Reinforcement learning experiments using Car movement using a Gaming kind of scenario
kvlang 12.36%Python 87.64%
car_rf_game's Introduction
Car Reinforcement Learning Game
Changes done
Flag introduced for understanding of the destination
Introduced randomness in the angle decision instead of pure dependence on the model for new areas
Angle change when stuck at edges to get out of that
Introduced randomness in this as well for the same
Changed the map end calculations - Was incorrect due to the overall area aspect
Changed the Dqn to have an additional FF layer
Changed the input to have an angle instead of 2 orientations as another input
Changed the Reward calculation using 4 parameters
locReward: Location Reward - Directly based on car location. Will be from +1 to -1 based on car sand location which is from 0 to 1 where full sand is 1. Weightage of 0.4.
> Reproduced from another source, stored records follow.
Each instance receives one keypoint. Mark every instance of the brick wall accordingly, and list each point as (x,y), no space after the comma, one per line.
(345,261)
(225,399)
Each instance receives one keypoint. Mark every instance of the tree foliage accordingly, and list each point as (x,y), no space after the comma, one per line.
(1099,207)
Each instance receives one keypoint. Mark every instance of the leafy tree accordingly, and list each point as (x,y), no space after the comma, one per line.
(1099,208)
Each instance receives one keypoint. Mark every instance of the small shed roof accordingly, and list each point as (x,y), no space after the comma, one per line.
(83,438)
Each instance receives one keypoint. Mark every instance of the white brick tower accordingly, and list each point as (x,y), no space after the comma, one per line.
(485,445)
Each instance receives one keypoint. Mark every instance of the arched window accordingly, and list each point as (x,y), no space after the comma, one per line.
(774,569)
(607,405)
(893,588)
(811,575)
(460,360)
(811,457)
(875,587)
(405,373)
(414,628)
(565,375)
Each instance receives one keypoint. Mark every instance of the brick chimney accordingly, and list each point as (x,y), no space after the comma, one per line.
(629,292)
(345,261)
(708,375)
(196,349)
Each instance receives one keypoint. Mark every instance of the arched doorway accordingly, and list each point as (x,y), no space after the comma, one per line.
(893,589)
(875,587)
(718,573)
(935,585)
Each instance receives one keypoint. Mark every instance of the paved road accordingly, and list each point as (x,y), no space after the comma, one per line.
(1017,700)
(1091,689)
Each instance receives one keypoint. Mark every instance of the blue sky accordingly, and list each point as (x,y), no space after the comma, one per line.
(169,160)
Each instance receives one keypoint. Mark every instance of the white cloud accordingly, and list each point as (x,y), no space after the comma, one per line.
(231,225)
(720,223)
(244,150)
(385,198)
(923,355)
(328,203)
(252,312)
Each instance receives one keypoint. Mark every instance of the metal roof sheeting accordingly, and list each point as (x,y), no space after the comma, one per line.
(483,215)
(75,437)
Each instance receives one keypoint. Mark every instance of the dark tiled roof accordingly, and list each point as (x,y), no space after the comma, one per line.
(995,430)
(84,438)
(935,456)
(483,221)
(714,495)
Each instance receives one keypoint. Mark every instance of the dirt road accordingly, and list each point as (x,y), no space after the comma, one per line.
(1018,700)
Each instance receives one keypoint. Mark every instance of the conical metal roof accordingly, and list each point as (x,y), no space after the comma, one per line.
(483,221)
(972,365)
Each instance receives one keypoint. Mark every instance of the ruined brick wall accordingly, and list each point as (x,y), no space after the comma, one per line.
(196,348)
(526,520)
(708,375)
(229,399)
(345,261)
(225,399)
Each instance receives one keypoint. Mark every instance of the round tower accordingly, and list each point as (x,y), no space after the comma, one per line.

Based on if the location is sand vs not this is calculated and is important to ensure car is driving on the designated road
dirReward: Is 1 or -1 based on if the distance is increasing or decreasing from the last distance with weightage of 0.4
This is important to ensure that car is moving toward the target
distReward: Distance Reward - Based on the distance from the destination. Increasing as distance reduces. Weightage of 0.2.
This is important to ensure the distance is reducing - though weightage is slightly low as direction is more important
TBD: Try with some function of the distance for this like log or something else
edgeReward: Is set to -1 when the car is close to the edge with a weightage of 1.0
Given one of the highest negative rewards to avoid getting stuck in this position
Reward thought process
Reward should increase with the reduction in the distance (function of distance) - Medium weight
distance divided by the total area of the map is the distance function
Reward should depend on the direction of movement that can be the difference in between current and last distance and probably even the velocity that would cover the road picked up - Medium weight
Reward to be dependent on the Sand vs Road aspect as well - Highest weight
Signal thought process
Signal should be able to clearly give some direction to where the road is
Reduced the signal to 2 for end of the road from current 10
Details of the concepts
What happens when "boundary-signal" is weak when compared to the last reward?
The car get stuck at the boundary and is not able to get out of that location
Also it does not move away from the boundary
What happens when Temperature is reduced?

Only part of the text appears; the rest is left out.